And consider skills. CEOs are hard focused on AI tech expertise, but talent leaders know critical thinking is what’s needed to deliver successful change.

TA sits at the center of all these shifts. And talent leaders who see the bigger picture are becoming indispensable to their organizations.

What follows are the six TA trends driving talent acquisition in 2026.

“We need to embrace AI but not lose sight of the bigger picture. Talent acquisition is about people—and human intelligence will always be the differentiator.”
Jeanne MacDonald, Korn Ferry’s CEO of Recruitment Process Outsourcing (RPO)

Trend 1: Your Next Hire Might Not Be Human

The dawn of hybrid people + agentic AI teams

“This isn't some distant future scenario. The infrastructure for human-AI teams is being built right now.”
Bryan Ackermann, Korn Ferry's Head of AI Strategy and Transformation

In 2026, you'll be sourcing talent that never sleeps, never takes vacation—but will sometimes frustratingly refuse to work properly. (Tech bugs and glitches are still a thing.)

Unlike the AI tools we’re all familiar with, these “AI agents” act pretty much autonomously, performing tasks and functions without the need for constant prompts. And 52% of talent leaders are planning to add them to their teams in 2026.

More than half of talent leaders plan to add autonomous AI agents to their teams in 2026.
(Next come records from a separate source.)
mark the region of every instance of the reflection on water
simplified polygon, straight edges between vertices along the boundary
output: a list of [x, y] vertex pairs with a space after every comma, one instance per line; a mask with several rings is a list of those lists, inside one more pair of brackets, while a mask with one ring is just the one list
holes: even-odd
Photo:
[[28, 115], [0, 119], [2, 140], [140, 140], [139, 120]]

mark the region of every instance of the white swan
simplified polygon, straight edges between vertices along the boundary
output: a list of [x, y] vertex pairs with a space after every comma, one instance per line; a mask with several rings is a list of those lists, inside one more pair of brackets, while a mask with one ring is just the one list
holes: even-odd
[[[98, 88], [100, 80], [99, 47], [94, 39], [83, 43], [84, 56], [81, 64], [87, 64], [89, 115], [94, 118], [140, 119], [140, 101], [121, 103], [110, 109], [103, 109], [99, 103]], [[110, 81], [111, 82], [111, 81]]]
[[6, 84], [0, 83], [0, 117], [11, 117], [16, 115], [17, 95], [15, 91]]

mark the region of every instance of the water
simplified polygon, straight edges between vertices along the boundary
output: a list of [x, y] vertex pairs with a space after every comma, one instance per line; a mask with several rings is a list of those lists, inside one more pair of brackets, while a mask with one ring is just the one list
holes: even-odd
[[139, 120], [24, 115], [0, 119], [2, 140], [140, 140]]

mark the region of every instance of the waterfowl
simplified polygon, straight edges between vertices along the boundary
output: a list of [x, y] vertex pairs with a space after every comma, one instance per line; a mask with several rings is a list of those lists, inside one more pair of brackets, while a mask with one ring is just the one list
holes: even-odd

AI agents are evolving beyond being helpful assistants.

They're becoming real teammates with their own identities, access permissions, and responsibilities.

Teams of the future will soon include both humans and AI agents working side by side.

“This isn't some distant future scenario,” says Korn Ferry’s Bryan Ackermann. “HR vendors are already creating employee records for AI agents. Microsoft is issuing them security IDs. The infrastructure for human-AI teams is being built right now.”

What this means for talent leaders

Your job just got much more complicated.

Hiring isn’t just about humans with heartbeats anymore. You also need to match AI agents to work, onboard them, and track their performance alongside people.

Yes, it’s about benchmarking cost and capability—$100K human employee vs. $20,000 AI agent—but the real challenge isn’t technical. It’s cultural.

How do you help managers lead mixed teams? How do you redesign workflows where humans and AI work side by side? Those are the questions talent leaders need to answer in 2026.

Your action plan

  • Start experimenting now

    “Put the tools in the hands of the users. Just do it,” advises David Ellis, Senior VP of Talent Transformation at Korn Ferry.

    Don't wait for perfect AI agents. Give your people AI tools with agentic abilities today and let them experiment, within the governance frameworks you’ve provided. They'll surprise you with what they come up with.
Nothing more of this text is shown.